Pakistani NSA to attend SCO conference, no planned meeting with Indian counterpart
  • Both officials will be participating in a meeting of national security advisers of the Shanghai Cooperation Organization’s member states in Dushanbe this week
  • Islamabad has maintained it will hold dialogue with New Delhi only if it restored Kashmir’s original status

ISLAMABAD: Pakistan’s National Security Adviser Moeed Yusuf will not be holding talks with his India counterpart on the sidelines of a Shanghai Cooperation Organization (SCO) event in Tajikistan later this week, state-run news agency, the Associated Press of Pakistan, said on Saturday.
Yusuf will leave for Tajikistan today to participate in a meeting of national security advisers of the SCO’s member states in the capital city, Dushanbe, from June 22-23, his office said on Saturday. 
During the visit, Yusuf is expected to meet the NSAs of Russia, Tajikistan, Uzbekistan, Kyrgyzstan, Kazakhstan and China, but not India’s Ajit Doval. 
Doval had walked out of the virtual session of the SCO meeting last year after Yusuf reportedly projected a map that inaccurately depicted the two countries’ borders. 
The two nuclear-armed neighbors both control parts of Kashmir but claim it in full.
In August 2019, India withdrew India-ruled Kashmir’s autonomy to tighten its grip over the territory, sparking outrage in Pakistan. The move also resulted in the downgrading of diplomatic ties and the suspension of bilateral trade between the two nations.
Since then, Pakistan has maintained that it would be ready for talks with India only if it restored Kashmir’s original status.
On Saturday, Pakistan’s Foreign Minister Shah Mahmood Qureshi underlined that “durable peace in South Asia can only be achieved by peacefully resolving the Jammu and Kashmir dispute” as per the United Nations Security Council’s resolutions and the “wishes of the Kashmiri people.”

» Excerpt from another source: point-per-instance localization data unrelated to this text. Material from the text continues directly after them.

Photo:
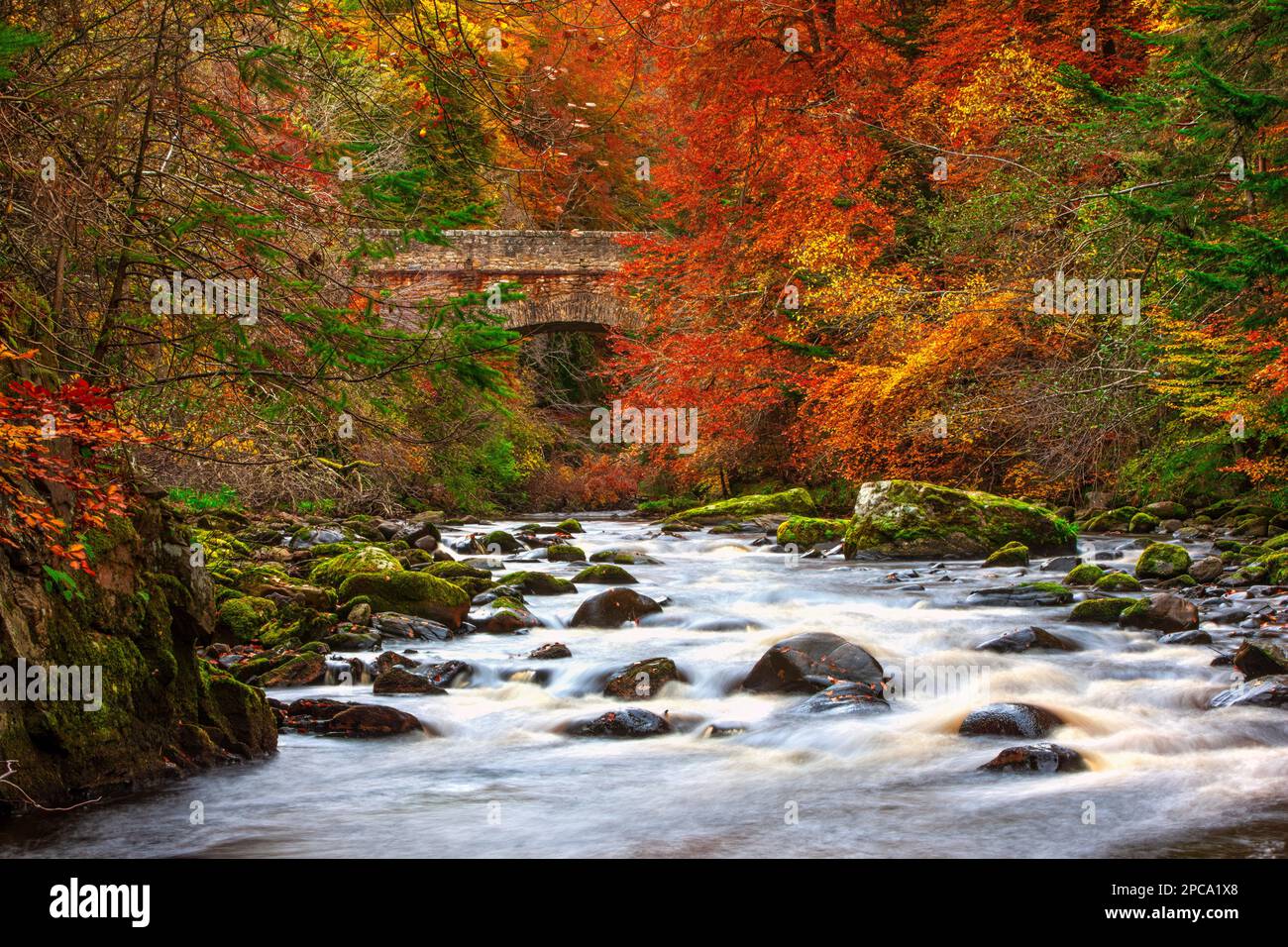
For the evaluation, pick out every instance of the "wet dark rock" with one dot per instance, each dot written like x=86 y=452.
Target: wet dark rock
x=613 y=608
x=810 y=663
x=631 y=723
x=642 y=680
x=1009 y=720
x=1186 y=638
x=1037 y=758
x=348 y=719
x=397 y=625
x=550 y=651
x=846 y=698
x=1263 y=692
x=1261 y=659
x=1024 y=639
x=400 y=681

Kashmir has been a flashpoint since India and Pakistan gained independence from British rule in 1947, with both countries fighting two wars over the region. Pakistan accuses India of rights violations in Kashmir, and India says Pakistan supports militants in its part of the region. Both deny the charges.
Established in 2001, the SCO is an intergovernmental organization comprising China, India, Kazakhstan, Kyrgyzstan, Russia, Pakistan, Tajikistan and Uzbekistan.